Vercel AI SDK — the cleanest option:

import { generateObject } from "ai";
import { openai } from "@ai-sdk/openai";
 
const { object: product } = await generateObject({
  model: openai("gpt-4o"),
  schema: ProductSchema,
  prompt: `Extract product data from: ${productDescription}`,
});

The SDK picks the best strategy per provider (JSON Schema for OpenAI, tool use for Anthropic) and handles parsing internally. I covered this in my summarizer post.

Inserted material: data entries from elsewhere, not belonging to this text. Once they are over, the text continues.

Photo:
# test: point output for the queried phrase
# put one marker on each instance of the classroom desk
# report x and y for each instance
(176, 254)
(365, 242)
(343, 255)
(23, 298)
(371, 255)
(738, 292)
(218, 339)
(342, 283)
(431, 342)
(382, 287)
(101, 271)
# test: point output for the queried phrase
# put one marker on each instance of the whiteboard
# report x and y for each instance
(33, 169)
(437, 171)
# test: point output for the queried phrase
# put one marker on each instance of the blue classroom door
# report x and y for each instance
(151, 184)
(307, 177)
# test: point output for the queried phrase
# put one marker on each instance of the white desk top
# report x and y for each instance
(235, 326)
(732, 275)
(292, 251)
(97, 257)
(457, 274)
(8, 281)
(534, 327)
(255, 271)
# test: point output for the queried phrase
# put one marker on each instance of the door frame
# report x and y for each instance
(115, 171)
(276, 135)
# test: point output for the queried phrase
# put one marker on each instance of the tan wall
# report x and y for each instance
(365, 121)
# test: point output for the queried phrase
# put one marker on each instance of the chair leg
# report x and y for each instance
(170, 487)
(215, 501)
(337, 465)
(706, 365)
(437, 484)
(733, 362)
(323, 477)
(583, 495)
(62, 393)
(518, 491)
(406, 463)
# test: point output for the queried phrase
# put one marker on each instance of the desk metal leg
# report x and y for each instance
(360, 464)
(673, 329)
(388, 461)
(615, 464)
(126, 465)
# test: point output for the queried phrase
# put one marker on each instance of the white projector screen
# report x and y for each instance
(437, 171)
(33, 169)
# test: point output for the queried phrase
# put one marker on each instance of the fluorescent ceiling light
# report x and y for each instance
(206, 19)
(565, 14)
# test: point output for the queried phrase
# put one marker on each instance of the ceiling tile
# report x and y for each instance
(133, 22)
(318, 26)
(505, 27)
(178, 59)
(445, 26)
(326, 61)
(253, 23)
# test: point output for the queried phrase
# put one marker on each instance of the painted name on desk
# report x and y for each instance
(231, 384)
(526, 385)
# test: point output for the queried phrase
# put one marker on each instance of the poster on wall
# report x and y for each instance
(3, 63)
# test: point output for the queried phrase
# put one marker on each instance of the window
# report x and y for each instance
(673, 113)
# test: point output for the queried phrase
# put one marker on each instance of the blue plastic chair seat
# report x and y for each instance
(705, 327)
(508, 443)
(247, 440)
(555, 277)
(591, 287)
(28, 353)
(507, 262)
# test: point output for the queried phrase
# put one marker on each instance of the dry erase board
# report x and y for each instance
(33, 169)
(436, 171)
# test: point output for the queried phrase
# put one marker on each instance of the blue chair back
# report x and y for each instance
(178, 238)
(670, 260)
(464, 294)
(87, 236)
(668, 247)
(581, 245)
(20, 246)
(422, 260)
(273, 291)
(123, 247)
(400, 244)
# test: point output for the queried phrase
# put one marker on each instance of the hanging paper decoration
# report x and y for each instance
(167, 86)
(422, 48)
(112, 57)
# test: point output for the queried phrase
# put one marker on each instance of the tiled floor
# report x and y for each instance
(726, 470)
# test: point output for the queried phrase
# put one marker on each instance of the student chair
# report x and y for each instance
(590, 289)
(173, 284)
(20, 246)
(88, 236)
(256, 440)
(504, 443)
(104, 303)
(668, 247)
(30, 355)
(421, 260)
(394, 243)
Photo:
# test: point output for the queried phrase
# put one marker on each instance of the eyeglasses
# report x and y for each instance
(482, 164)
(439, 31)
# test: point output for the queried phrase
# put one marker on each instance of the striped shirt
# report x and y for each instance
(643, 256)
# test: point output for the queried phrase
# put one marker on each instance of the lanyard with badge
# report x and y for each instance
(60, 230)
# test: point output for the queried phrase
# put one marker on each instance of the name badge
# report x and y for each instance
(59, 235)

Approach	Success Rate	Latency Overhead
Raw `JSON.parse`	~80-85%	None
`extractJSON` + Zod	~95-98%	Negligible
OpenAI JSON Schema mode	~99.9%	~100ms first call
Anthropic tool use	~99.5%	Minimal
Vercel AI SDK `generateObject`	~99.5-99.9%	Minimal

Recovery Strategies

Even native structured output fails — network timeouts, rate limits, model refusals. Build defense in depth.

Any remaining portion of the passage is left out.